So, I think my muse has died. I'm signed up for two big bangs right now and I'm definitely going to have to drop out of one and most likely the other as well, because every time I open a document I re-read what I have and spend half an hour making minuscule changes to what I've already written and then I'm done. I'm dried up.
But Tumblr put me in a meta kind of mood today, when someone commented that we know Sam takes his coffee black because that's how he orders it in 7.07, "The Mentalists," and someone else mentioned that he doesn't take it black any other time.

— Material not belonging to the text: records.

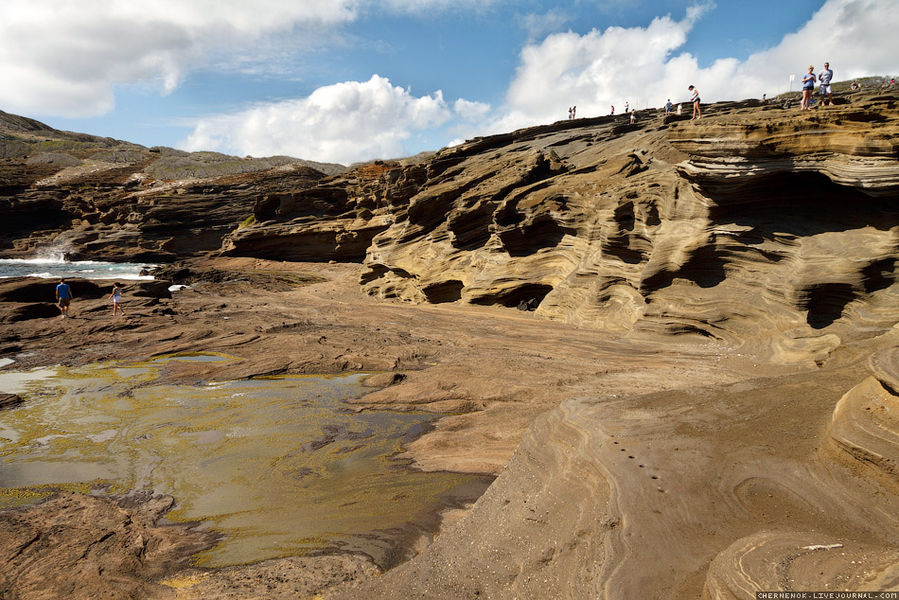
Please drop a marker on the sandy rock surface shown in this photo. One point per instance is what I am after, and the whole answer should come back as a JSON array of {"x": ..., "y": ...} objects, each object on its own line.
[{"x": 698, "y": 397}]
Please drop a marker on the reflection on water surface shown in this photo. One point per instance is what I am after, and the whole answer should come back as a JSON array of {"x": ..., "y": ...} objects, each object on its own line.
[{"x": 278, "y": 465}]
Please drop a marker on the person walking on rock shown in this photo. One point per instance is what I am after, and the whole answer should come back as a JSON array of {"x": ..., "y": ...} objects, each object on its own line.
[
  {"x": 808, "y": 85},
  {"x": 63, "y": 298},
  {"x": 116, "y": 297},
  {"x": 824, "y": 79},
  {"x": 694, "y": 99}
]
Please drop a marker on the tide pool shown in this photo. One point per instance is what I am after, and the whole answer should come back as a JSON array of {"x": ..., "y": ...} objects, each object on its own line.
[{"x": 279, "y": 466}]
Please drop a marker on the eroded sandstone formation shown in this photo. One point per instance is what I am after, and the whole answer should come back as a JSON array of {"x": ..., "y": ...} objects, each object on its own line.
[{"x": 753, "y": 221}]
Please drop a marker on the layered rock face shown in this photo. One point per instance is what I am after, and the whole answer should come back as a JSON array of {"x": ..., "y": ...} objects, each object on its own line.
[
  {"x": 99, "y": 198},
  {"x": 754, "y": 219}
]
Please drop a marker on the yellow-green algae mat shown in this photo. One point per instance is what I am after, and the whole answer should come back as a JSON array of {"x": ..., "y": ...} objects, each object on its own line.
[{"x": 279, "y": 466}]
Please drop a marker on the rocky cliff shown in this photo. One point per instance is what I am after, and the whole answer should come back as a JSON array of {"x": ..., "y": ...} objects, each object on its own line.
[
  {"x": 757, "y": 225},
  {"x": 98, "y": 198}
]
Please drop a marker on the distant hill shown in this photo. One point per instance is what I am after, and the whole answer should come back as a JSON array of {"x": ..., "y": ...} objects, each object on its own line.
[{"x": 38, "y": 143}]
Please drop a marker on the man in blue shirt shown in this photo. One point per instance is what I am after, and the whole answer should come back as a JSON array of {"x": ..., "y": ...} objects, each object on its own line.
[
  {"x": 824, "y": 77},
  {"x": 63, "y": 297}
]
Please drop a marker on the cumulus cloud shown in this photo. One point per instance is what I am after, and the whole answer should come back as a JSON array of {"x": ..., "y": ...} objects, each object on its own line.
[
  {"x": 344, "y": 122},
  {"x": 640, "y": 64},
  {"x": 64, "y": 58},
  {"x": 470, "y": 111}
]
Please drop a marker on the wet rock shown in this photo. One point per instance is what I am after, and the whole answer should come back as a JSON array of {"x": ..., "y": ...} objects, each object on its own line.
[
  {"x": 9, "y": 401},
  {"x": 78, "y": 546}
]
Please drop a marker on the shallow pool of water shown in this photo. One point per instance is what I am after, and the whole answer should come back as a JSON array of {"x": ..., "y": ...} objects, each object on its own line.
[{"x": 279, "y": 466}]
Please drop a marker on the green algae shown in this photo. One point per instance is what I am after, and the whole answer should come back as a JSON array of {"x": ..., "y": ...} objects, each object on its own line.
[{"x": 279, "y": 466}]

(expanded from my Tumblr post)
Okay but this is when he’s separated from Dean, and he keeps telling himself it’s a good thing, it was the right decision, Dean killed Amy, for fuck’s sake, and lied about it and he had to hear it from a fucking leviathan and he just can’t look at the guy right now, can’t even think about him without feeling his blood pressure spike and being swept away on a surging wave of anger; it’s the right decision, he knows it’s the right decision.
And yet, on the other hand, he can’t stand it, is constantly worrying about Dean, wants to know if he’s okay, because what if something happens to him because Sam doesn’t have his back, it’ll just be one more person who was hurt or killed because of him, and Cas isn’t going to save him now, and Bobby’s not there to back him up, and beyond the worrying, he finds it difficult to sleep without the sound of Dean breathing in the bed next to his, wakes up in a cold panic when he does manage to doze off, slips into a downward spiral of worry and despair and no, he’s not sleeping much at all.
And what about Jacob, what about the child Amy was so desperate to protect, he doesn't know if Dean killed him too (is ashamed he didn't think to ask), because if he didn't, that means Jacob is alive and alone out there, and Sam should try to find him, try to help him (although he's afraid Jacob would end up as another entry on the list of those who died because Sam Winchester crossed their paths) but if he did, if Dean killed the kid, it means his whole she kills people, Sam excuse is a bunch of bullshit because Jacob didn't kill anybody.
(But the worst part is that Lucifer knows now, and he's never going to stop gloating about it.)
So, yeah, black coffee with an extra shot. That's what Sam's having today.
(Years from now, he'll find out about Magda, what the BMoL did to the sweet psychic girl he thought he'd saved, and Dean will be furious, will be spitting fire, will rage that the BMoL had no right to kill someone who wasn't going to hurt anyone, had no right to override their decision, should not have killed someone so safe and harmless, and Sam will relive this pain, will avoid catching his brother's eye, will bite back the urge to confess this is bringing up some old shit that I thought I'd forgotten because he doesn't know which would be worse - if Dean remembers, or if he doesn't.)